Fiji’de çok zaman önceydi;
John Starhurst, Rewa Köyündeki misyon evinde kalkmış ve İncili
tüm Viti Levu’ya yayacağını ilan etmişti. Viti Levu “Büyük Ülke” anlamına gelir,
bu birçok büyük adadan oluşan bir grubun en büyüğüdür,
bir de bunun yanında yüzlerce küçük ada var tabii ki.
Orada burada, hayli kuşkulu imtiyazlara sahip bir dizi misyoner, tacir,
denizhıyarı avcısı ve balina gemisi kaçağı yaşıyordu.
Sıcak ocakların dumanı pencerelerinin altından yükseliyor,
kurbanların bedenleri de ziyafet yolunda kapılarının önünden sürükleniyordu.
Lotu ya da Tapınma yavaş, bazen de yengeç gibi ilerliyordu.
Hıristiyan olduklarını ilan eden ve kilise cemaatine kabul edilen şeflerin,
bazı gözde düşmanlarının etinden yararlanmak için eski âdetlerine dönmek
gibi kötü bir alışkanlıkları vardı. “Ye ya da yemek ol” bu toprakların yasasıydı ve anlaşılan “ye ya da yemek ol” daha uzunca bir süre yasa olmayı sürdürecekti.
Tanoa, Tuiveikoso ve Tuikilakila gibi şefler, ırkdaşlarından neredeyse
yüzlercesini yemişlerdi. Ama bu oburların arasında, Ra Undreundre
en öne çıkıyordu. Ra Undreundre, Takiraki’de yaşamıştı.

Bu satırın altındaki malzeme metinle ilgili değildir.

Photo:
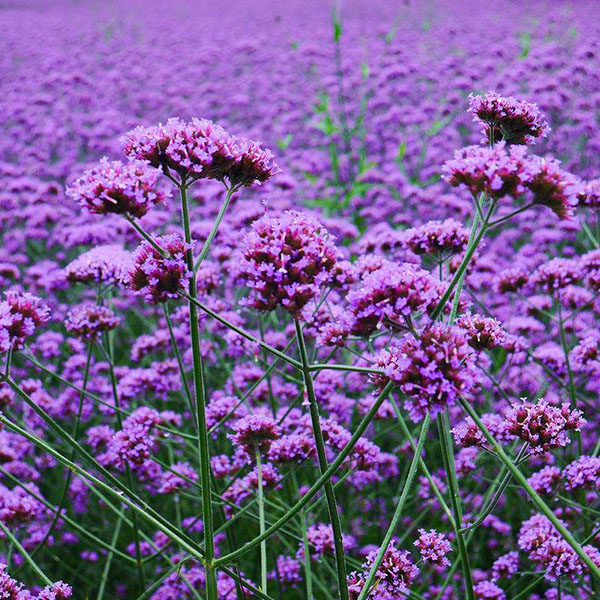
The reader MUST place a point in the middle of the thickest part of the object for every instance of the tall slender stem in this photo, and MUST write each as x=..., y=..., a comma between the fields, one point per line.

Damak zevki başarılarının kaydını tutmuştu.
Evinin önündeki bir sıra taş, yediği bedenleri temsil ediyordu.
Bu sıra iki yüz otuz adım boyundaydı ve sekiz yüz yetmiş iki taş içeriyordu.
Her taş bir beden demekti. Taş sırası daha da uzayabilirdi ama
Somo Somo’da, ormandaki bir pusu sırasında Ra Undreundre talihsiz
bir şekilde sırtına bir mızrak yemiş ve mütevazı taş sırasında
yalnızca kırk sekiz taş bulunan Naungavuli’nin sofrasında yer almıştı.